Oh, right, it’s Jesus, which means the person seeing it is a person of deep faith, instead of just kind of crazy.

Credit Where It’s Due

Posted October 19, 2007 by bythebayou
Categories: shitty companies

Fairness makes me feel I should note this. I’ve written, here and on my marketing blog, about AT&T’s assorted heinous behavior, and how they seemed to be doing their best to make it very hard for anybody to order the $10/month DSL package that they are offering as part of their agreement with the FTC when they swallowed up BellSouth. 

Well, I just went through the process of helping my Dad order that very service, and it worked fine. We found it quickly on the web site, the order went through smoothly (through the used-to-be-BellSouth part of the company, his equipment arrived, and he is up and running with broadband.  
I still am not fond of AT&T but it seemed only fair to report that. 

Absolutely Comcastic

Posted October 19, 2007 by bythebayou
Categories: shitty companies, technology

If you spend more minutes talking on your mobile phone than your plan allows for, you get charged more. If you run your air conditioning a lot and use lots of electricity, you pay for it. If you drive more than most people, you have to pay for the gas. And if you’re a Comcast customer and you use a lot more bandwidth than most broadband users, you… get stopped in your tracks

Comcast Corp. actively interferes with attempts by some of its high-speed Internet subscribers to share files online, a move that runs counter to the tradition of treating all types of Net traffic equally.

The interference, which The Associated Press confirmed through nationwide tests, is the most drastic example yet of data discrimination by a U.S. Internet service provider. It involves company computers masquerading as those of its users.

They’ve picked a rather deceptive way to do this:

Comcast’s technology kicks in, though not consistently, when one BitTorrent user attempts to share a complete file with another user.

Each PC gets a message invisible to the user that looks like it comes from the other computer, telling it to stop communicating. But neither message originated from the other computer _ it comes from Comcast. If it were a telephone conversation, it would be like the operator breaking into the conversation, telling each talker in the voice of the other: “Sorry, I have to hang up. Good bye.”

Note that this is not about piracy, though the applications they’re blocking are often used for that purpose.
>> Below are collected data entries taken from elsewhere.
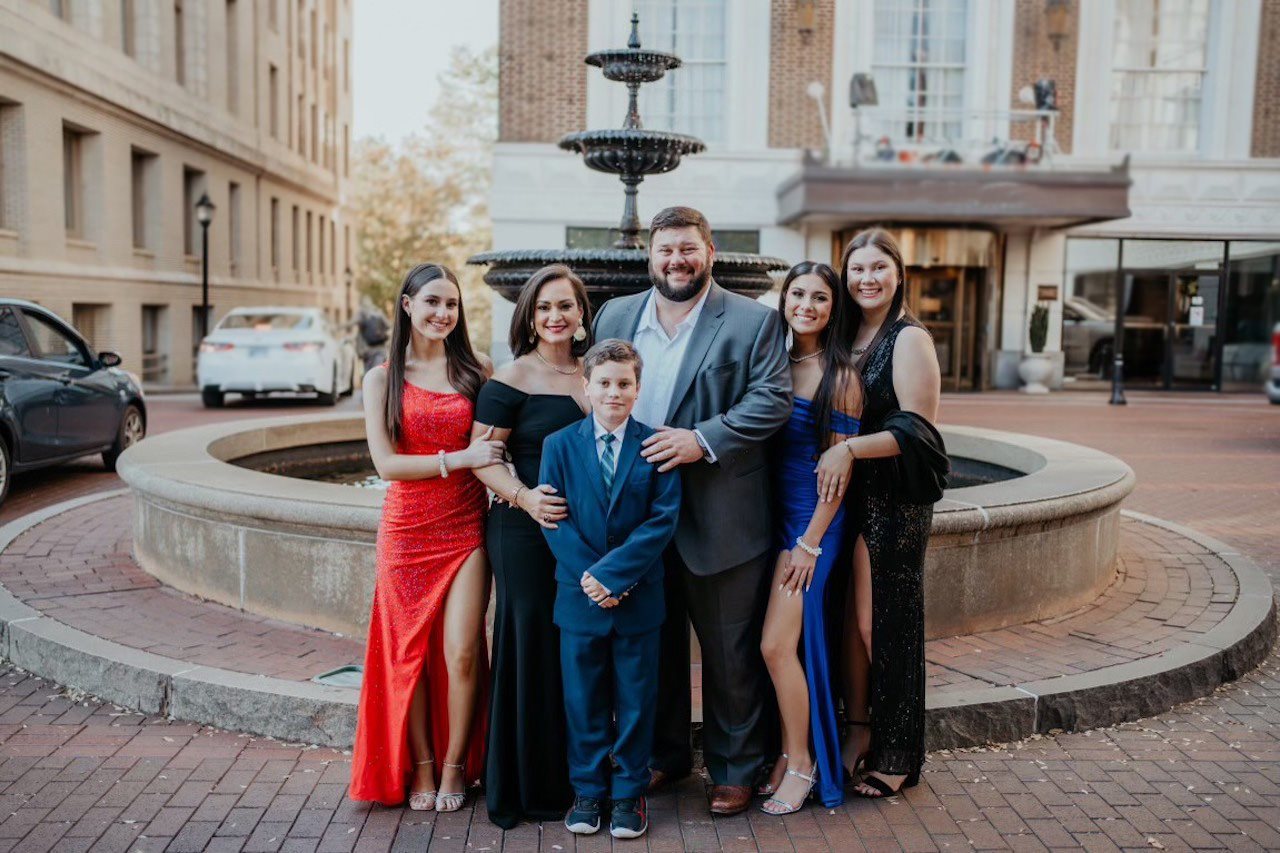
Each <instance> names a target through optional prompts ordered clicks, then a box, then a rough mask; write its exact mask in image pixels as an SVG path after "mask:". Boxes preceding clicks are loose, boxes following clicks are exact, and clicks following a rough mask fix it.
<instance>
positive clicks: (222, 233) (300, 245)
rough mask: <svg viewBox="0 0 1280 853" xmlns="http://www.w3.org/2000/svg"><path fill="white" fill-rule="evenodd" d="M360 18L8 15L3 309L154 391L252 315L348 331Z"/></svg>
mask: <svg viewBox="0 0 1280 853" xmlns="http://www.w3.org/2000/svg"><path fill="white" fill-rule="evenodd" d="M351 6H352V3H351V0H0V296H17V297H23V298H29V300H33V301H37V302H40V304H42V305H45V306H47V307H50V309H52V310H54V311H56V313H59V314H60V315H63V316H64V318H65V319H68V320H70V321H73V323H74V324H76V325H77V327H78V328H79V329H81V332H83V333H84V334H86V337H88V338H90V341H91V343H92V345H93V346H95V347H97V348H100V350H116V351H119V352H120V353H122V355H123V356H124V364H125V366H128V368H129V369H132V370H134V371H138V373H141V374H143V377H145V379H146V380H147V382H148V383H151V384H154V386H175V387H183V386H191V384H192V383H193V375H192V369H193V357H192V356H193V352H195V350H196V347H197V346H198V342H200V341H198V334H200V328H201V306H202V300H201V225H200V223H198V222H197V219H196V213H195V205H196V201H197V200H198V199H200V197H201V196H202V195H204V193H207V195H209V199H210V200H211V201H212V202H214V205H215V211H214V219H212V223H211V224H210V227H209V277H210V296H209V304H210V319H209V323H210V328H211V324H212V323H214V321H216V319H218V318H220V316H221V315H223V314H225V313H227V311H228V310H230V309H232V307H236V306H239V305H311V306H323V307H324V309H325V310H326V311H328V313H329V314H330V316H332V318H333V319H346V318H347V316H348V315H349V311H351V305H352V298H353V297H352V293H351V284H349V280H348V279H349V275H348V274H347V270H348V269H349V268H351V265H352V259H353V252H355V243H353V241H355V233H353V232H352V227H351V216H349V214H348V211H347V209H346V207H344V187H346V183H347V177H348V168H349V158H348V150H349V140H351V115H352V113H351V32H352V27H351V15H352V10H351Z"/></svg>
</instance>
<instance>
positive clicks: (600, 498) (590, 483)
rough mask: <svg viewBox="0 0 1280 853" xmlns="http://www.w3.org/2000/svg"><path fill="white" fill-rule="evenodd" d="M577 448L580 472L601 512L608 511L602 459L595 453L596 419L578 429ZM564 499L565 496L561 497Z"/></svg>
mask: <svg viewBox="0 0 1280 853" xmlns="http://www.w3.org/2000/svg"><path fill="white" fill-rule="evenodd" d="M577 439H579V441H577V448H576V450H575V452H573V456H575V457H576V459H577V462H579V471H580V473H581V475H582V478H584V479H585V480H586V482H588V483H590V484H591V485H590V489H591V493H593V494H594V496H595V500H596V501H599V503H600V510H602V511H607V510H608V496H605V494H604V478H603V476H600V457H599V456H596V453H595V419H594V418H590V416H588V418H585V419H582V424H581V425H580V427H579V428H577ZM561 497H563V496H561Z"/></svg>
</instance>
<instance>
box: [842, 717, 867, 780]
mask: <svg viewBox="0 0 1280 853" xmlns="http://www.w3.org/2000/svg"><path fill="white" fill-rule="evenodd" d="M847 722H849V725H851V726H861V727H864V729H870V725H872V724H869V722H867V721H865V720H849V721H847ZM868 753H870V749H869V748H868V749H865V751H864V752H861V753H859V754H858V757H856V758H855V760H854V767H852V770H850V768H849V767H847V766H846V765H845V763H844V756H841V757H840V758H841V768H842V770H844V772H845V784H846V785H847V784H849V783H851V781H854V780H855V779H856V777H858V772H859V771H860V770H861V767H863V765H865V763H867V756H868Z"/></svg>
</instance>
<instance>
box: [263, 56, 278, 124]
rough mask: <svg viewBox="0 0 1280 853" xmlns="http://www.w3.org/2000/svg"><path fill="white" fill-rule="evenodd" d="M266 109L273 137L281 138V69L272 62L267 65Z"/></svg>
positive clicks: (266, 69)
mask: <svg viewBox="0 0 1280 853" xmlns="http://www.w3.org/2000/svg"><path fill="white" fill-rule="evenodd" d="M266 99H268V104H266V109H268V117H269V119H270V120H269V123H268V127H270V128H271V138H273V140H279V138H280V69H279V68H276V67H275V65H271V64H270V63H269V64H268V67H266Z"/></svg>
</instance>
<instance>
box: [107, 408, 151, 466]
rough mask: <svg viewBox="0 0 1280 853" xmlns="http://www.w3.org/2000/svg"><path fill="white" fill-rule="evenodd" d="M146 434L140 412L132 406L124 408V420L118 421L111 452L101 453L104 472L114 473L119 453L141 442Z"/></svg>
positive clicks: (141, 417)
mask: <svg viewBox="0 0 1280 853" xmlns="http://www.w3.org/2000/svg"><path fill="white" fill-rule="evenodd" d="M146 434H147V425H146V420H143V418H142V410H141V409H138V407H137V406H133V405H129V406H125V407H124V418H122V419H120V430H119V433H116V435H115V443H114V444H111V450H108V451H102V465H105V466H106V470H109V471H114V470H115V464H116V461H119V459H120V453H123V452H124V451H127V450H129V448H131V447H133V446H134V444H137V443H138V442H141V441H142V439H143V438H145V437H146Z"/></svg>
They are also used legally. And the same technology could be used to shut down Skype calls, non-Comcast television over IP services, or just about anything Comcast decides you shouldn’t be doing. 
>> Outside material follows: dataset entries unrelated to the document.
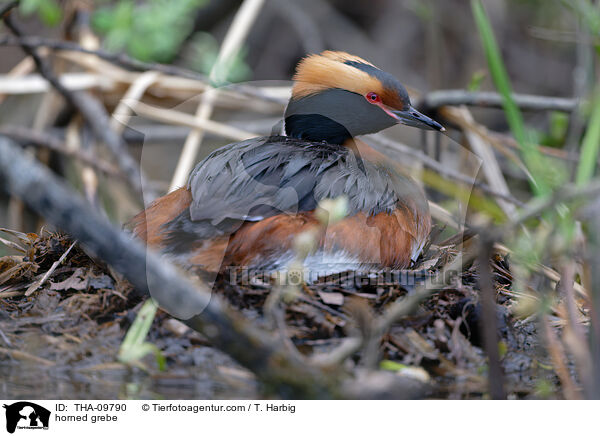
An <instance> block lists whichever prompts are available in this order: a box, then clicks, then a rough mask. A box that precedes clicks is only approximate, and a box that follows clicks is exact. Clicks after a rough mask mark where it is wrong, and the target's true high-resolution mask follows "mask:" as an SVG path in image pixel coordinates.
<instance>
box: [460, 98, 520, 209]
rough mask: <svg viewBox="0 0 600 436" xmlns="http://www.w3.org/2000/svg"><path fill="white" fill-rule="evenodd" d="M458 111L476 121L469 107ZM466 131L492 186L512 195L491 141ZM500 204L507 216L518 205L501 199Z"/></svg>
mask: <svg viewBox="0 0 600 436" xmlns="http://www.w3.org/2000/svg"><path fill="white" fill-rule="evenodd" d="M456 112H457V113H460V115H462V117H463V118H464V119H465V120H466V121H467V122H470V123H474V122H475V121H474V120H473V116H472V115H471V112H469V110H468V109H467V108H465V107H461V108H456ZM464 133H465V136H466V138H467V141H468V142H469V145H470V146H471V150H473V152H474V153H475V154H476V155H477V156H478V157H479V158H480V159H481V166H482V169H483V173H484V175H485V177H486V179H487V180H488V183H489V184H490V186H491V187H492V188H493V189H494V190H495V191H496V192H500V193H501V194H504V195H505V196H508V197H510V190H509V189H508V185H507V183H506V180H505V179H504V175H503V174H502V171H501V170H500V165H499V164H498V160H497V159H496V155H495V154H494V150H493V149H492V147H491V145H490V143H489V141H486V140H484V138H483V137H482V136H480V135H478V134H476V133H474V132H473V131H471V130H469V129H466V130H465V132H464ZM498 204H499V205H500V207H501V208H502V210H503V211H504V212H505V213H506V215H507V216H512V215H513V214H514V213H515V211H516V207H515V205H514V204H513V203H509V202H506V201H503V200H499V201H498Z"/></svg>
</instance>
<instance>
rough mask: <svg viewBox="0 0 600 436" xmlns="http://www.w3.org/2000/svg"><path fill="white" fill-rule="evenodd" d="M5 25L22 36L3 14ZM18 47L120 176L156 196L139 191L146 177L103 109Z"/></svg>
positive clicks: (149, 191) (16, 23)
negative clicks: (106, 156) (67, 87)
mask: <svg viewBox="0 0 600 436" xmlns="http://www.w3.org/2000/svg"><path fill="white" fill-rule="evenodd" d="M4 22H5V24H6V26H7V27H8V28H9V29H10V30H11V31H12V32H13V33H14V34H15V35H16V36H22V34H23V31H22V30H21V28H20V26H19V25H18V24H17V22H16V21H15V20H14V17H13V16H12V14H8V15H5V16H4ZM21 48H22V49H23V51H25V53H27V54H28V55H29V56H31V58H32V59H33V61H34V62H35V65H36V67H37V69H38V71H39V73H40V74H41V75H42V76H43V77H44V78H45V79H46V80H48V82H50V84H51V85H52V86H53V87H54V89H56V90H57V91H58V92H59V93H60V94H61V95H62V96H63V97H64V98H65V100H66V101H67V102H68V103H69V104H70V105H72V106H73V107H75V108H77V109H78V110H79V112H81V114H82V116H83V117H84V119H85V120H86V121H87V123H88V124H89V125H90V126H91V128H92V130H93V132H94V134H95V135H96V137H98V138H100V139H101V140H102V141H103V142H104V143H105V144H106V145H107V146H108V148H109V150H110V151H111V153H112V154H113V156H114V157H115V159H116V160H117V163H118V165H119V167H120V168H121V169H122V170H123V173H124V174H126V175H127V180H128V181H129V184H130V185H131V187H132V188H133V189H134V190H135V192H137V193H139V194H145V195H146V196H147V197H149V198H153V197H154V196H155V195H153V192H151V190H150V188H146V189H145V192H144V191H142V186H144V185H145V183H144V179H145V178H144V176H143V174H142V172H141V169H140V167H139V165H138V164H137V162H136V161H135V160H134V159H133V157H132V156H131V155H130V154H129V151H128V150H127V146H126V144H125V142H124V141H123V138H121V137H120V136H119V135H117V134H116V133H115V131H114V130H112V129H111V128H110V118H109V117H108V114H107V112H106V110H105V109H104V107H103V106H102V105H101V104H100V103H99V102H98V101H97V100H96V99H94V98H93V97H92V96H91V95H89V94H86V93H84V92H71V91H70V90H68V89H67V88H65V87H64V86H63V85H62V83H61V82H60V80H59V79H58V78H57V77H56V75H55V74H54V72H53V71H52V68H51V66H50V64H49V63H48V62H46V60H45V59H43V58H42V57H40V55H39V54H38V53H37V50H36V49H35V48H32V47H30V46H28V45H24V44H23V45H21Z"/></svg>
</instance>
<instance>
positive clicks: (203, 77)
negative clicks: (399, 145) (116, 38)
mask: <svg viewBox="0 0 600 436" xmlns="http://www.w3.org/2000/svg"><path fill="white" fill-rule="evenodd" d="M3 45H4V46H10V45H18V46H22V47H29V48H33V49H35V48H42V47H47V48H49V49H51V50H60V51H72V52H78V53H86V54H90V55H93V56H97V57H99V58H100V59H103V60H105V61H107V62H110V63H112V64H114V65H117V66H120V67H123V68H126V69H129V70H131V71H158V72H160V73H163V74H167V75H170V76H177V77H184V78H186V79H192V80H198V81H200V82H203V83H208V77H206V76H205V75H204V74H200V73H197V72H195V71H192V70H188V69H185V68H181V67H176V66H174V65H166V64H159V63H155V62H142V61H138V60H137V59H134V58H131V57H129V56H127V55H125V54H123V53H111V52H107V51H105V50H102V49H95V50H90V49H87V48H84V47H82V46H81V45H79V44H77V43H74V42H70V41H61V40H55V39H49V38H42V37H39V36H20V37H15V36H12V35H0V46H3ZM227 88H228V89H229V90H234V91H236V92H239V93H241V94H244V95H247V96H249V97H255V98H260V99H261V100H264V101H268V102H272V103H277V104H278V105H283V104H285V103H286V102H287V99H283V98H280V97H274V96H271V95H268V94H267V93H263V92H261V90H260V89H256V88H255V87H252V86H247V85H242V84H237V83H231V84H227Z"/></svg>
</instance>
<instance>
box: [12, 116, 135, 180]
mask: <svg viewBox="0 0 600 436" xmlns="http://www.w3.org/2000/svg"><path fill="white" fill-rule="evenodd" d="M0 135H6V136H9V137H11V138H13V139H14V140H16V141H18V142H20V143H25V144H32V145H35V146H37V147H45V148H47V149H49V150H52V151H55V152H57V153H60V154H62V155H64V156H67V157H72V158H74V159H77V160H79V161H81V162H83V163H85V164H86V165H89V166H91V167H93V168H95V169H96V170H98V171H101V172H103V173H105V174H106V175H109V176H115V177H124V175H123V174H122V173H121V172H119V171H118V170H117V169H116V168H115V167H114V166H113V165H111V164H110V163H109V162H106V161H105V160H103V159H101V158H99V157H96V156H95V155H93V154H91V153H89V152H86V151H83V150H72V149H70V148H68V147H66V146H65V144H64V143H63V142H62V141H61V140H60V139H58V138H56V137H55V136H53V135H51V134H49V133H42V132H34V131H32V130H31V129H28V128H25V127H20V126H5V127H0Z"/></svg>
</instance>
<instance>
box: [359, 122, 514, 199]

Now, Comcast’s concerns about network use are perfectly legitimate; if a small number of users eats up tons of capacity, everybody else’s service degrades. There is, of course, a better way to deal with this: put a ceiling on how much you can use and charge extra if you want more. The power users would pay power user prices. Regular users (that would be almost everyone) wouldn’t. That would be honest, transparent, and fair – but this is Comcast, and those concepts are not part of their corporate culture. 
So, who thinks it’s a good idea to get rid of net neutrality and give companies like this more control over the internet traffic on their networks? 
Meanwhile, things like this – on top of Comcast’s inept customer service and generally crappy reliability – make it hard not to root for this Virginia lawbreaker who took out her frustrations with Comcast in a rather dramatic way, after going to their office to resolve a problem, being told to wait outside in the August sun for a supervisor, and then being told “Sorry, the supervisor just went home!”:

So, after stewing over it all weekend, on the following Monday, she went downstairs, got Don’s claw hammer and said: “C’mon, honey, we’re going to Comcast.”
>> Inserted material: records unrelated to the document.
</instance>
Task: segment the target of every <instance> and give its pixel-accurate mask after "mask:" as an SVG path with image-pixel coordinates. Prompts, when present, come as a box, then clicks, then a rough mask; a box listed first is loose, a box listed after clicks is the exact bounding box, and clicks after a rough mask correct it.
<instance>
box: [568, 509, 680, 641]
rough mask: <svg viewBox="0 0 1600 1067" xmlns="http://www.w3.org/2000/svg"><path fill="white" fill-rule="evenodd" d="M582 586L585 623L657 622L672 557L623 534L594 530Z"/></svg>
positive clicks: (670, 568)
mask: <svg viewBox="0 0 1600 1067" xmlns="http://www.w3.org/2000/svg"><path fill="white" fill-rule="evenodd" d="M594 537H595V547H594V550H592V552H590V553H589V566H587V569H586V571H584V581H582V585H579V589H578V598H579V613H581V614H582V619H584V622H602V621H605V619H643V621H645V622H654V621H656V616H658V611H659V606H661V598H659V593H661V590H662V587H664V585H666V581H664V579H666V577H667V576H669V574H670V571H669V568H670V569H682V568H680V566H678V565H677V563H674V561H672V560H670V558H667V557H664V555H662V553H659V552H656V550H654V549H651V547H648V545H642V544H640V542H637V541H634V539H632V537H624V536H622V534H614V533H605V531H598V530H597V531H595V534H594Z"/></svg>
Hammer time: Shaw storms in the company’s office. BAM! She whacks the keyboard of the customer service rep. BAM! Down goes the monitor. BAM! She totals the telephone. People scatter, scream, cops show up and what does she do? POW! A parting shot to the phone!

“They cuffed me right then,” she says.

Her take on Comcast: “What a bunch of sub-moronic imbeciles.”

Most companies try hard to get their customers to care about them, and fail. Not Comcast! Congratulations! You can’t buy that kind of word of mouth!